Ante el Valencia Basket perdió porque fue peor, un resumen reducido a la mínima expresión, aunque para ello sí que hubo diversos factores que explican la derrota: el aspecto mental, el punto físico, el rebote ofensivo y, sobre todo, el acierto en los tiros. Y eso que los números fueron más igualados de lo que pareció.

Quizá pesó en exceso el favoritismo, que fue impuesto desde el exterior más que una creencia desde el interior. Y ya lo avisó Aminata Gueye en una entrevista con este diario antes de la Copa: «Siempre que soy favorita acabo perdiendo así que no me gusta». También verse desde el primer cuarto por debajo en el marcador propició un exceso de precipitación en busca de una remontada rápida. El Valencia Basket optó por hacer ataques más largos y un baloncesto más académico frente a un Casademont más a trompicones, a momentos y sensaciones, pero que cuando tuvo más pausa estuvo más cerca de obrar una de esas remontadas clásicas del equipo aragonés.
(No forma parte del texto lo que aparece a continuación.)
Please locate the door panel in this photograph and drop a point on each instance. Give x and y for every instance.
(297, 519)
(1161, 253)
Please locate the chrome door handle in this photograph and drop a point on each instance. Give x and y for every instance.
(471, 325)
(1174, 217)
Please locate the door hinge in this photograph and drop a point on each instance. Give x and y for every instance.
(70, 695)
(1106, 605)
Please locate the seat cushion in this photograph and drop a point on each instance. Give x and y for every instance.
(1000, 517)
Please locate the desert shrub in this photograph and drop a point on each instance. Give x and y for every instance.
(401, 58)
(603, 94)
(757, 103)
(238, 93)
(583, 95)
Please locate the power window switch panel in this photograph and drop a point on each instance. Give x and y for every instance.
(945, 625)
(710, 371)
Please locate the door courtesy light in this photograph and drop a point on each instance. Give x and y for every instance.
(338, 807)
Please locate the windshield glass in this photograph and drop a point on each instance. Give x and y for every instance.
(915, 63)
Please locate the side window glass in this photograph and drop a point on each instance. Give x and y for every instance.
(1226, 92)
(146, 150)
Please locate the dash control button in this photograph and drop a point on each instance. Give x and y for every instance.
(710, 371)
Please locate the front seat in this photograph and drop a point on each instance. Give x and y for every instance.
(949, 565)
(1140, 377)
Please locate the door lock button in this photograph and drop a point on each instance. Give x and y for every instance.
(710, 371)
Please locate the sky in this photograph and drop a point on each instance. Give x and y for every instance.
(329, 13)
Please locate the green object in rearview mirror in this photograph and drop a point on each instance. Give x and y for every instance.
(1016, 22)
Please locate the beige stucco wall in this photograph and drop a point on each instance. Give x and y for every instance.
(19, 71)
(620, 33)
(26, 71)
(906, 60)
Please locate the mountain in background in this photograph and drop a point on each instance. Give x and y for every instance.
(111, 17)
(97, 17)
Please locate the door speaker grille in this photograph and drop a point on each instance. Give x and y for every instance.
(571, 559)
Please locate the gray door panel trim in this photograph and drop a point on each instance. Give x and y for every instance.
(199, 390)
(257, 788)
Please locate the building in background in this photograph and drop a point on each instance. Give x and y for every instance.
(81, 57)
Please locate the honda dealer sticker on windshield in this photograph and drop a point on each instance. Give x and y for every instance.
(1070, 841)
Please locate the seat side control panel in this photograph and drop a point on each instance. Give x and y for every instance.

Tampoco le ayudó el punto extra físico que propuso el Valencia Basket, con dos interiores muy potentes siempre. Cantero a veces jugó con Gueye y Hempe para contrarrestar y probó también con cuatro pequeñas y una pívot, pero nada sirvió para igualar el plan de Rubén Burgos.

Y aunque el Casademont terminó con un rebote ofensivo más que el Valencia Basket, los seis que capturaron las taronjas en el primer cuarto propiciaron que se marchasen en el marcador y que creciese la bola de nieve de nervios y precipitación por remontar.

En cuanto al tiro, solo Fiebich (4) anotó casi los mismos triples que todo el Casademont (5). La alemana, que no necesita presentación en Zaragoza, fue ese puñal que tantas alegrías dio en el Felipe, pero que ayer tocó sufrir. De todos modos, el 5/22 en lanzamientos desde el perímetro es insuficiente en un partido de la importancia de unas semifinales de la Copa.